Kirby chewed on a nipple that tasted of salt. Breath in his ear sounded like far-off surf. The rhythms of sea and man merged and separated, merged and separated. “God, I’m thirsty!” Tandy cried, and collapsed like a sail, in the calm after a storm. Kirby had never heard a woman say precisely that in such a situation before.

A lot of elbows woke him, some of them his own. Cool darkness, the hush of a nearby air conditioner, all these elbows and knees and — ouch — foreheads in this too-small bunk. Memory came to his rescue just as Tandy patted him all over, hoarsely whispering, “Who the fuck are you?”

“Kirby Galway,” he told her. “I’m the pilot. One of the better guys.” “Shit,” she said, “you probably are, at that.” She laid her hot dry head on his chest, and he put an arm around her vulnerable thin shoulders. “What a life,” she said, and they slept.

7

Glimpses

The sun that had greeted Kirby in the sky early that morning had a little later peeked down through the moist layers of leaf and branch and vine and foliage to the jungle floor in the Maya Mountains near the Guatemalan border where it caught glimpses of a hunched hurrying figure in camouflage fatigues, moving west, staring about himself, nervous, flinching from every jungle sound, occasionally staring up in anguish at the watching sun, as though it were a hawk and he a vole.

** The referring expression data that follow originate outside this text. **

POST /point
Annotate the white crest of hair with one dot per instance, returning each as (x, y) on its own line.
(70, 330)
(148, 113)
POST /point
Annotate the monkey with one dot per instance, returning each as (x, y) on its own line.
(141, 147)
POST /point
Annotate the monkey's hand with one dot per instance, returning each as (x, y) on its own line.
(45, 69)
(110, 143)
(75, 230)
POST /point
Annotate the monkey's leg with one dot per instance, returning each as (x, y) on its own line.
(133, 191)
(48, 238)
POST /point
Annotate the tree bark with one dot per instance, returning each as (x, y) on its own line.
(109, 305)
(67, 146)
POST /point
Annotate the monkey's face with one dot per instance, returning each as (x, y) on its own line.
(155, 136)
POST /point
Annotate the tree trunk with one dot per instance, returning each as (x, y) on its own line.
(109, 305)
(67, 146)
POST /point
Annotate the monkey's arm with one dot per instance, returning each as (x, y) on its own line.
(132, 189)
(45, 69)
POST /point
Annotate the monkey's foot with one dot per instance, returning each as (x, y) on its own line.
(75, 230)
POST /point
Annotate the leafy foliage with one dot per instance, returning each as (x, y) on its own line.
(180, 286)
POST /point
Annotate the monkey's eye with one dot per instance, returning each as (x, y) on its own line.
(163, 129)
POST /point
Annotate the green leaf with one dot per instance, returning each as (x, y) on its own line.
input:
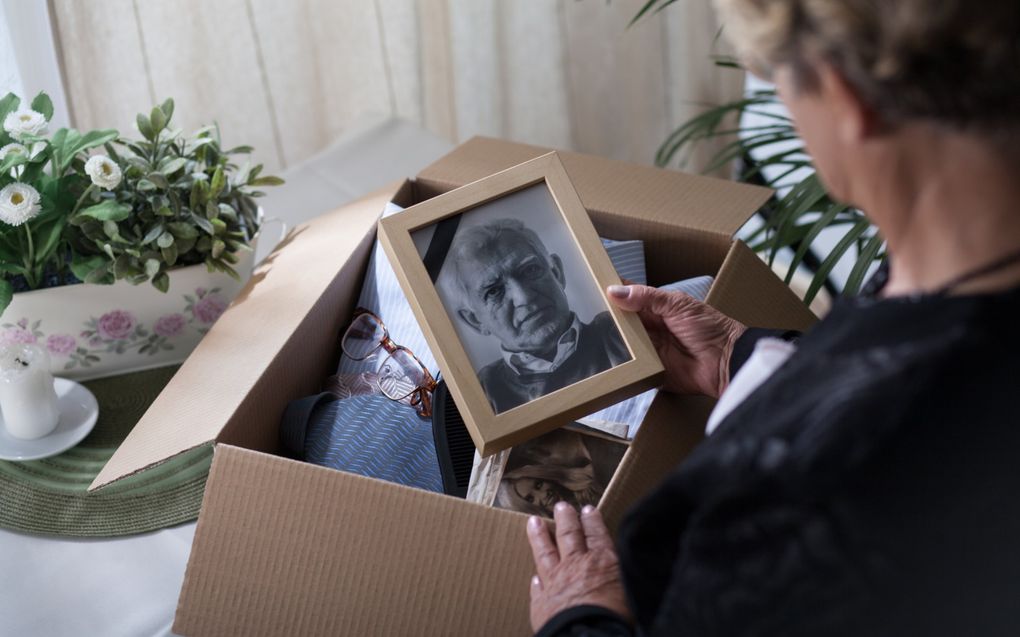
(43, 104)
(821, 274)
(266, 180)
(158, 179)
(169, 255)
(124, 267)
(144, 126)
(6, 292)
(12, 268)
(217, 182)
(111, 229)
(203, 223)
(167, 108)
(182, 229)
(157, 119)
(100, 275)
(864, 261)
(170, 166)
(47, 237)
(161, 282)
(108, 210)
(165, 240)
(153, 233)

Vernon panted as he moved, more from fear than exertion. He hadn’t expected another summons from the Colonel so soon, nor had he realized before last night just how completely he was in the Colonel’s power. He could no longer refuse the man, was no longer his own master. The Colonel could destroy Vernon at any time, not by reaching into his holster for that big Colt .45, but simply by passing on to the British Army or the Belizean government the proof of Vernon’s...

... treason.

“It means nothing” Vernon gasped, hurrying to meet his master. Guatemala could never invade, could never capture Belize. Taking the Colonel’s money was dishonorable, yes, chicanery at worst, because it was not within Vernon’s power, or anyone’s power, to sell Belize to Guatemala. And yet, and yet...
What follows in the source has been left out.